Ich bin, dank Gentoo, privat, schon seit einem Jahr glücklicher Linux-Nutzer. Mein Vater freundet sich immer mehr mit Ubuntu an, da er M$ auch in keinster Weise mehr unterstützen möchte und meine Freundin ist dabei sich gnadenlos in MacOS zu verlieben. Ich bin glücklich.  :Wink:  Nur wie ich das in der Firma mache, weiß ich noch nicht...

----------

## slick

Ich mußte grad grinsen... (also bitte nicht falsch verstehen, aber) V**** scheint eher für den afrikanischen Markt gedacht  :Wink: 

http://www.microsoft.com/germany/windows/windowsvista/features/default.mspx

http://www.microsoft.com/germany/windows/windowsvista/experiences/default.mspx

----------

## franzf

 *slick wrote:*   

> Ich mußte grad grinsen... (also bitte nicht falsch verstehen, aber) V**** scheint eher für den afrikanischen Markt gedacht 
> 
> http://www.microsoft.com/germany/windows/windowsvista/features/default.mspx
> 
> http://www.microsoft.com/germany/windows/windowsvista/experiences/default.mspx

 

Gefunden in deinem ersten Link:

 *Quote:*   

> Durch die Entfernung der langsam aufklappenden Ansicht "Alle Programme" können Sie über das neue Startmenü eine gewünschte Anwendung so schnell wie noch nie starten.

 

Das nennt man professionelles Marketing  :Very Happy: 

Anstatt die Animation abzustellen entfernen die das Menü und preisen es als grandiose Neuerung an...
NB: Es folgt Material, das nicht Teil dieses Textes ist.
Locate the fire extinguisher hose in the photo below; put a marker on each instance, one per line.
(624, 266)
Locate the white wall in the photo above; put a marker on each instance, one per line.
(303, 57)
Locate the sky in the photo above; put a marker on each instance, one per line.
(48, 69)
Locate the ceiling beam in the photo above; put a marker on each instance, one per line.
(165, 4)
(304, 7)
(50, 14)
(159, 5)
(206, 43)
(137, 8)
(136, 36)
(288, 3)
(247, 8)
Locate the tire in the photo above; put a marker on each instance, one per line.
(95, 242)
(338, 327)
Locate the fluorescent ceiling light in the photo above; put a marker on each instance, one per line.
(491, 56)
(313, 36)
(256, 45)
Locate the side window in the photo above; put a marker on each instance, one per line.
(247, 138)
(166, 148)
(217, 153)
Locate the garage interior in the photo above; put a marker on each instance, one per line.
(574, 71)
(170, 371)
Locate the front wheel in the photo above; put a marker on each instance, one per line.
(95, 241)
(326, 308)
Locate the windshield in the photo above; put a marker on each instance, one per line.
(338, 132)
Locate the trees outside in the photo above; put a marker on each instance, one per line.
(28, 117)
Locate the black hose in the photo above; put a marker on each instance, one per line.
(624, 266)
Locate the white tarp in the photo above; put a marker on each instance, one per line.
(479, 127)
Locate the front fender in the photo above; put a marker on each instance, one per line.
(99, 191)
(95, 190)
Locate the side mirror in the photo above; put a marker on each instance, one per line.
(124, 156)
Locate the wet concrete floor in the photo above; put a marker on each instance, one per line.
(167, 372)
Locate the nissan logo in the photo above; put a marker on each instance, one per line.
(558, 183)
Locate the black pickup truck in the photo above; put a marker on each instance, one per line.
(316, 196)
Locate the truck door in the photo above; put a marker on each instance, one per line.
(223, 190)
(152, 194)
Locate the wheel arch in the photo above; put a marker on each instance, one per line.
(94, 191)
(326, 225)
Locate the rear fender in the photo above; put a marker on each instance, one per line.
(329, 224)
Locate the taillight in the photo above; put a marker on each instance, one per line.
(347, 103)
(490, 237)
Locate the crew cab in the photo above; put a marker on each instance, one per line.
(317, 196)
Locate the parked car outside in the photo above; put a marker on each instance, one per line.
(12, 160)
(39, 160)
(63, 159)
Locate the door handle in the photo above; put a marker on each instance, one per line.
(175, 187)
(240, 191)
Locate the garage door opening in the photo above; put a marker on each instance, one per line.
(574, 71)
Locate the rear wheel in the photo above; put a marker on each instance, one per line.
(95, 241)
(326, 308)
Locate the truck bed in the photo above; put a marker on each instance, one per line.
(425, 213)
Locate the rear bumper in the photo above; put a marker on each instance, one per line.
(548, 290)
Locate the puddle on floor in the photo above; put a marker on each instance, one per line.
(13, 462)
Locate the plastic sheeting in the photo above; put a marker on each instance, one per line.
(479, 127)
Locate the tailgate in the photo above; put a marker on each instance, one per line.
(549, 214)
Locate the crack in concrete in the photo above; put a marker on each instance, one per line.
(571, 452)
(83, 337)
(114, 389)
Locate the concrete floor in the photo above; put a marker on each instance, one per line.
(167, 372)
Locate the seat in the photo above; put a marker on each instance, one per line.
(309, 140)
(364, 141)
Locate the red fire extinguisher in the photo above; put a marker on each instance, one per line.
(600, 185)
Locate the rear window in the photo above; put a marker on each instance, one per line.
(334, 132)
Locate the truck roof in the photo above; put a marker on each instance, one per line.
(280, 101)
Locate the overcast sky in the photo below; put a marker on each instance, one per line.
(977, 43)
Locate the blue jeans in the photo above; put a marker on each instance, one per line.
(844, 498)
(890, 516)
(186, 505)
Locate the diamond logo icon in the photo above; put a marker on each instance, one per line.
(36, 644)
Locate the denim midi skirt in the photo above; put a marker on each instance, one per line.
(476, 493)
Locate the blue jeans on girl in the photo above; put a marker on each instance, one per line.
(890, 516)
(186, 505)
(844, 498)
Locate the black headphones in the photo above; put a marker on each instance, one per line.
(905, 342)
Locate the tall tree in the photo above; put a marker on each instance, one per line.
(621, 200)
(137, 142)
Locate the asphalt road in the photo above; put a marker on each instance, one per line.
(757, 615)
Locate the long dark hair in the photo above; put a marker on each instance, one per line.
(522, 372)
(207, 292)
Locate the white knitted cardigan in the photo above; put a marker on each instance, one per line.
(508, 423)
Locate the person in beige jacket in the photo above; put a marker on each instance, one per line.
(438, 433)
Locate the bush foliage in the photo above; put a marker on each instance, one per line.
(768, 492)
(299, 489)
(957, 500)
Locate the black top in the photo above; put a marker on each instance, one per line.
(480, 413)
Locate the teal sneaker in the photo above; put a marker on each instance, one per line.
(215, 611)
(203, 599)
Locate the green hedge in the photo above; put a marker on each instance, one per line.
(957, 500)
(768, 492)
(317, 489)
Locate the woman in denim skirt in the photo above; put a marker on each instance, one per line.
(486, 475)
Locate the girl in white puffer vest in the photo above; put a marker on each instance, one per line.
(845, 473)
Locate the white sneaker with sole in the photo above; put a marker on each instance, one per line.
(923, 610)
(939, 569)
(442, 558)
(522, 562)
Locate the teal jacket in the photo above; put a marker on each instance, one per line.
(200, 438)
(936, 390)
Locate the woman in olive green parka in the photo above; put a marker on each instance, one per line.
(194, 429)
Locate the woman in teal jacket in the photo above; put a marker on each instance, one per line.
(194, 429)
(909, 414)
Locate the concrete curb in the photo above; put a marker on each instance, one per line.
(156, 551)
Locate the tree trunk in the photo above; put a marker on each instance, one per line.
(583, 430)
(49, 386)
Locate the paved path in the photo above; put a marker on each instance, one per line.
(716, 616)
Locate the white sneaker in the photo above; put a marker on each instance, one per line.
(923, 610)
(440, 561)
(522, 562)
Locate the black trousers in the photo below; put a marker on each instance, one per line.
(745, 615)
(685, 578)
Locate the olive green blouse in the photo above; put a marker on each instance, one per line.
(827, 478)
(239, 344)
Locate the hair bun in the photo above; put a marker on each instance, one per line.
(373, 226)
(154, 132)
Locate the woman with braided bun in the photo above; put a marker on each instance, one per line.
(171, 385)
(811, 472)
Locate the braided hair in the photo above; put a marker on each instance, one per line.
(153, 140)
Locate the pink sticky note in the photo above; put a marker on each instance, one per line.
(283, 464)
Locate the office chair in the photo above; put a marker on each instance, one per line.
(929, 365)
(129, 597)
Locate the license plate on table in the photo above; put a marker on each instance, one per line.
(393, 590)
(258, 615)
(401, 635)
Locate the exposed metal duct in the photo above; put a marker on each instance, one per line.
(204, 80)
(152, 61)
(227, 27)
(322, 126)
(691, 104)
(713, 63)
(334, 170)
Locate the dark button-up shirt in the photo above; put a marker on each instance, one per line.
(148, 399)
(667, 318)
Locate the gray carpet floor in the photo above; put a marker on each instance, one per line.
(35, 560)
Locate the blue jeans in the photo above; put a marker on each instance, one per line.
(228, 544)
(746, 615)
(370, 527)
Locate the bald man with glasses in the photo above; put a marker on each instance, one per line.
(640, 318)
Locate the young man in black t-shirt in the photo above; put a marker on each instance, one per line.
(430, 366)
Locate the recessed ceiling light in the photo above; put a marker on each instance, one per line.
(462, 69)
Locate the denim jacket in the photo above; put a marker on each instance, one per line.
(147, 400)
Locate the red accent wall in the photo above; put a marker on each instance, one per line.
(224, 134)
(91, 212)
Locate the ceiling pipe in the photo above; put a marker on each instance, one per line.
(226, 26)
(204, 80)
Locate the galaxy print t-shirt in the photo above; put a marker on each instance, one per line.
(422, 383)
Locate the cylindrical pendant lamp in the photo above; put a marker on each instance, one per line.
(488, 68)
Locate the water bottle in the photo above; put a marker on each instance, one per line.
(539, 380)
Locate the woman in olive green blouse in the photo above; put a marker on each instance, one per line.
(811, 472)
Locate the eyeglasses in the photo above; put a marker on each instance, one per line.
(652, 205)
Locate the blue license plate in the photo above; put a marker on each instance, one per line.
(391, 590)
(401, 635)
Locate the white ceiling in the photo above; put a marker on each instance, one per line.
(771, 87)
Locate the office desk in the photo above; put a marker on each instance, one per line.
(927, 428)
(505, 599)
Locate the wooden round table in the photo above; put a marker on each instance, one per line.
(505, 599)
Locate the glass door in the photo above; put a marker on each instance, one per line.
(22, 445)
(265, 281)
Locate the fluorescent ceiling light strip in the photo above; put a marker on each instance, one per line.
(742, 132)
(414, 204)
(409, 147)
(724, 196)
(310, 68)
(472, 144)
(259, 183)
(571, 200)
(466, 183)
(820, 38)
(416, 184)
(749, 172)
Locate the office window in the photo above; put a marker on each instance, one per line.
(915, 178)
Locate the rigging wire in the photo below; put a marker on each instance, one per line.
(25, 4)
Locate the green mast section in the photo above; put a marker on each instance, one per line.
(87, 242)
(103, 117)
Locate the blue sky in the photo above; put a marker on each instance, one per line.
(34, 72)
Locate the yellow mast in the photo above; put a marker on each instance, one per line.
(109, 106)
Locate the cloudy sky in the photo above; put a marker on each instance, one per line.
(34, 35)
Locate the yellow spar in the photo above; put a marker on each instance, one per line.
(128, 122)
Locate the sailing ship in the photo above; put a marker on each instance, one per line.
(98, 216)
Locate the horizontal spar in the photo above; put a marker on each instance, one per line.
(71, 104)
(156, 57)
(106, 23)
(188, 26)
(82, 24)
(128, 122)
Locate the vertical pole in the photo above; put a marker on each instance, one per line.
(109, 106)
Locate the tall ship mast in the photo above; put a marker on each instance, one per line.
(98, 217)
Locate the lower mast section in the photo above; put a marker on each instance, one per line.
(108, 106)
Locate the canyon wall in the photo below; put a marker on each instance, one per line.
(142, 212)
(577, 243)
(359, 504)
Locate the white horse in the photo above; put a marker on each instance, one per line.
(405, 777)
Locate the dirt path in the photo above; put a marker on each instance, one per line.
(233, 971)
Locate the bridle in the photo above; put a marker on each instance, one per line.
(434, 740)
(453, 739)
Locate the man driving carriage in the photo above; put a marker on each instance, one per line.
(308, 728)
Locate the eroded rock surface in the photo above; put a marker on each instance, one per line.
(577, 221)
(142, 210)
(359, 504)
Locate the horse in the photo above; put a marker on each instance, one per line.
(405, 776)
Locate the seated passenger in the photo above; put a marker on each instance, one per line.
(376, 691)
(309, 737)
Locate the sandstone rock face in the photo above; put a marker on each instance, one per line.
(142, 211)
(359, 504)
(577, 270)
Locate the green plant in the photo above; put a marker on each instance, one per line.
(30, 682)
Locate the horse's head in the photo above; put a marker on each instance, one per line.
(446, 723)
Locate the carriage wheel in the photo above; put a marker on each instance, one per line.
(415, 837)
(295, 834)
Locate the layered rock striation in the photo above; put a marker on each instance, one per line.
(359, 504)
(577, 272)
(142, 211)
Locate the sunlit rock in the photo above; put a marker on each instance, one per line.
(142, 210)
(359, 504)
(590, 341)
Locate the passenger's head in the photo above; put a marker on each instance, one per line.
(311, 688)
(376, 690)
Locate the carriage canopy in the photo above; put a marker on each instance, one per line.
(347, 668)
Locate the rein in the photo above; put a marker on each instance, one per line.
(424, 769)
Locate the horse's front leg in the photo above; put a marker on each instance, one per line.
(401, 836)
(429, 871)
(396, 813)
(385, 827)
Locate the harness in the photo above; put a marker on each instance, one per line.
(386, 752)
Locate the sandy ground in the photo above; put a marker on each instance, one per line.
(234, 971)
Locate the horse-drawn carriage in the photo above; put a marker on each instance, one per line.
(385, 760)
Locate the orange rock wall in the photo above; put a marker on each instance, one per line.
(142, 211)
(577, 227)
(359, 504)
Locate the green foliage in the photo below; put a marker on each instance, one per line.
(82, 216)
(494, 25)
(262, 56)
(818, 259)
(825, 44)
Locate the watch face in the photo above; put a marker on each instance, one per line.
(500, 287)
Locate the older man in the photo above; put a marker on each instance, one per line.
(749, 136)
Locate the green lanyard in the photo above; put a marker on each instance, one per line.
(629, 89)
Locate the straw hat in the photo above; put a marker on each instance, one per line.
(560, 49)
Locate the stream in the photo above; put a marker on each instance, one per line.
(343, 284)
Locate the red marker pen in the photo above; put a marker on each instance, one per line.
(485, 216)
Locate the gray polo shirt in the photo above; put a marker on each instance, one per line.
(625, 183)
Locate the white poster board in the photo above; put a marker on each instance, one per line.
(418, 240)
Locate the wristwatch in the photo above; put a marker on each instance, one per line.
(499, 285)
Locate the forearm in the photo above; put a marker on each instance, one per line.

Ich hab kürzlich bei RTL auf meinen gutenachtabendspielfilm@primetime gewartet und noch bissl von deren Nachrichtensendung mitbekommen. Da haben die tatsächlich Werbung für Vista gemacht: Die deutschlandweit einzige "Testfamilie" hat sich vor Veröffentlichung das Schnarchsystem angeschaut.

Und sie waren begeistert:

~ von der integrierten Desktopsuche. Was beagle schon lange, Google ebenso, und seit kurzem Strigi noch viel besser kann.

~ von den Fenstern, die sich hintereinenader fächern: bringt ja soooo gewaltige Übersicht.

Ich kann nur sagen: Respekt, M$! Das ist optimiertestes Marketing: Werbung perfekt an den IQ der Interessenten angepasst...

Wegen DVD anschauen geht nicht mit Home:

Gilt das nur für den Mediaplayer? Oder auch für Alternativen wie vlc, mplayer, xine... (welche ja alle für win existieren). Wenn Zweiteres, dann gute Nacht MS...

Bedenkliche Grüße

Franz

----------

## Klaus Meier

Ich hab die Beta getestet. War anfangs total begeistert. Die Installation ist um Welten besser als bei XP. Man kann Partitionen verkleinern und mein Grub wurde nicht gelöscht. Aber dann ging es los. Es funktionierte fast kein Programm.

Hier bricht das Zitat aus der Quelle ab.